Coping with a Passive Aggressive Partner
Diane was angry at Al, her passive aggressive husband who disrespected her every day of their marriage. It was driving her crazy. She felt like she was worthless. Her husband would avoid any responsibility by saying, “It’s not my fault I forgot. You should have reminded me.”
Diane wasn’t even aware that Al’s antagonism was making her angry, or that her anger had no place to go. As a child, she couldn’t afford the luxury of expressing anger. Her mother was depressed and wouldn’t tolerate her outbursts. She dismissed Diane’s anger for years.

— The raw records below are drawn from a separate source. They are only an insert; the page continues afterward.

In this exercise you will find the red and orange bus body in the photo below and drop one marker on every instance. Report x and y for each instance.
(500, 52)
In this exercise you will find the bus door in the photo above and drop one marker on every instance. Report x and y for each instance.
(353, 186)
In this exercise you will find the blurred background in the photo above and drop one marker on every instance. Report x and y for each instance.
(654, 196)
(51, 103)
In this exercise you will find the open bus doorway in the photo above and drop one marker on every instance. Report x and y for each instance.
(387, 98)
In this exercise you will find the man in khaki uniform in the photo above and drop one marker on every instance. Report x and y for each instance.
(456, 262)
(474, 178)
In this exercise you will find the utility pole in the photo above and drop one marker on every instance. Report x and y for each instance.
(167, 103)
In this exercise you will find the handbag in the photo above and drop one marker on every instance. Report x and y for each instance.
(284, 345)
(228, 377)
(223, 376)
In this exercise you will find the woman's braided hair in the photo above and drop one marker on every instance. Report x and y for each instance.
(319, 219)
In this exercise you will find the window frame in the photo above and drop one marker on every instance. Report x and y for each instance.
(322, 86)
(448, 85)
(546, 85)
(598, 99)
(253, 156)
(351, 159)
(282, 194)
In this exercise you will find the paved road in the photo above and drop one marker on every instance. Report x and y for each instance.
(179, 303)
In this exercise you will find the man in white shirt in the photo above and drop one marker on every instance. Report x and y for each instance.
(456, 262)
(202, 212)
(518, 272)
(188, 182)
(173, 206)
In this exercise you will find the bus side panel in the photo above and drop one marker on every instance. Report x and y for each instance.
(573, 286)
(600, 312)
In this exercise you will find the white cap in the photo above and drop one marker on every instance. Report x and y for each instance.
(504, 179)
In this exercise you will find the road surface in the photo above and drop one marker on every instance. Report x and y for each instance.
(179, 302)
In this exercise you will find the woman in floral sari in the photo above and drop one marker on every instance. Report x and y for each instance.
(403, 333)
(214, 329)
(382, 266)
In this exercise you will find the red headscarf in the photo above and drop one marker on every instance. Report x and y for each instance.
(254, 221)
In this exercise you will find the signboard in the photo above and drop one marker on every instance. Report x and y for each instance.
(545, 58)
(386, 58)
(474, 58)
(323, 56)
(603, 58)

Diane is angry at herself for being a people pleaser and trying to live up to everyone’s standards, but her own. At age 46, she is on the verge of collapse. She thought the only way to save her sanity would be to divorce her husband of 28 years and find another partner.
In counseling, she was given the power of choice. She had it all along. She just didn’t know how to use it. She could choose to engage Al in a mutually destructive screaming match over guilt, fault and blame. Or she could express her anger at Al like a grownup. She chose Plan B.
Diane said, “Al, I’m angry at you for being irresponsible. You do no take accountability for the consequences of your choices.”
Al: “Are you trying to make me feel guilty?”
Diane: “No. It isn’t a matter of guilt, fault or blame. It’s a matter of happiness.”
Al: “What do you want me to do about it?”
Diane: “Oh, no. I’m not going to fall into that trap. You’ll do just the opposite and blame me when it doesn’t work. I’m not telling you what I want. You have a mind of your own. You think of something. It will be your choice to do it or not. It’s up to you.”
Al: “Oh, yeah, well I’m angry at you for telling the neighbor you want a divorce.”
Diane: “I don’t blame you for being angry. I’m glad you can tell me that because if you don’t tell me, I won’t know. I’m not a mind reader and neither are you. I regret I made you angry, but that’s the way I feel sometimes.”
Al shut up. It was an all-time first. There was some movement here. That’s how we know things are changing
I asked Diane how she felt afterwards. She had made some new choices, not against her husband, but for herself. She had used her own mature, independent judgment. She had chosen to replace her old good intention to make him understand, which he could defeat by saying, “I don’t understand.” Instead, she told the truth and was honest. She was doing what pleased her for a change. In doing so, she began the process of replacing a lifetime of self-doubt with feelings of self-respect. This is called “Telling The Truth” and it took courage to say these things to Al for the first time.
Who gave her the courage to overcome a lifetime of discouragement? She gave it to herself.